Rachette cleared his throat and lowered his hands a fraction. Whatever was going on was apparently all explained in the fax message that the Boise Sheriff’s Department had sent. Rachette blinked, pausing to clench his eyes with a prayer that whatever it was, Wolf and Patterson had figured it out, that they had found the fax message and were coming to his rescue. He prayed that Wilson had done as he was asked and had kept an eye on the fax machine, despite his smartass attitude—he prayed that Wilson had done that.
Amen.
When he opened his eyes Hannah was sneering at him, walking slowly in his direction, the pistol rising like a drawbridge.

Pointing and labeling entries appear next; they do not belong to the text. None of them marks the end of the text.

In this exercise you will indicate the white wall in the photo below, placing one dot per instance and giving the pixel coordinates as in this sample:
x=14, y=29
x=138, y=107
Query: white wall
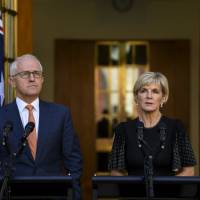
x=97, y=19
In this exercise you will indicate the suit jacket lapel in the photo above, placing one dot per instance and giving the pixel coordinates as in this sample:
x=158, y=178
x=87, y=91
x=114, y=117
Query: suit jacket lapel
x=18, y=129
x=42, y=128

“Please don’t do it, Hannah.”
Rachette swallowed, unnerved by Kimber without the gun’s tone. Because it was as if she’d seen it all before. Because it was starting to make sense to Rachette. It was like Hannah was the uncontrollable one who killed. Who chopped off heads. Who stabbed eyeballs with a blade and then sliced from balls to chin. Who murdered her father. And Kimber? She was the one who sat back and watched in horror.
“Please.” He lowered his gaze submissively. “You have to tell me what’s going on. I can help you guys. I can help you out of this.”
Her footsteps crunched all the way to him and the cold steel of the pistol barrel pushed against his forehead, forcing his chin up.
She bared her teeth. “What the hell are they—”
With a lightning quick move he ducked to the right and swatted up with his left arm. The gun fired, deafening him and sending a blast of heat onto the side of his face, but the shot missed, just like he knew it would. Nobody could react fast enough to such an unexpected, ballsy maneuver. A split instant later he gripped her gun arm with both hands and pushed his full weight back into her, knocking her back and to the side.
With a whimper she fell sideways and before she even hit the ground Rachette had twisted the gun from her grip.
“That’s right!” He screamed in triumph at the top of his lungs.
Gripping the pistol and twisting to raise it at the other Kimber, he flinched when he saw she had her own pistol raised at him already.
There was a lance of fire, and his gun-holding shoulder was wrenched back like he’d been clipped by a semi-truck, and as he twisted his feet slipped out from under him. With a stutter step he tried to keep his balance, but slammed headfirst into the tire of his SUV.
For an agonizing eternity he convulsed on the ground, trying to take a breath that would not come, all the while a warm pool of blood spread underneath him, lapping against his chin in rhythm with his pulsing heart.
There was an eardrum-tearing scream, and Rachette felt powerful arms pick him up and drag him away from the pool of blood, and then he was on the ground staring at the leaden sky.
Hannah’s eyes, bloodshot and evil, were right in front of his now, and she sat hard on his chest.
With a squeal, his lungs finally opened, and a cold breath of wind rushed down his throat. And then Hannah’s cold hands locked on his neck and squeezed.
He tried to struggle, but the strength in him was already gone.
The last thing he saw was Hannah’s drooling snarl, and then popping stars in his vision, and then Kimber wrapping her arms around her sister.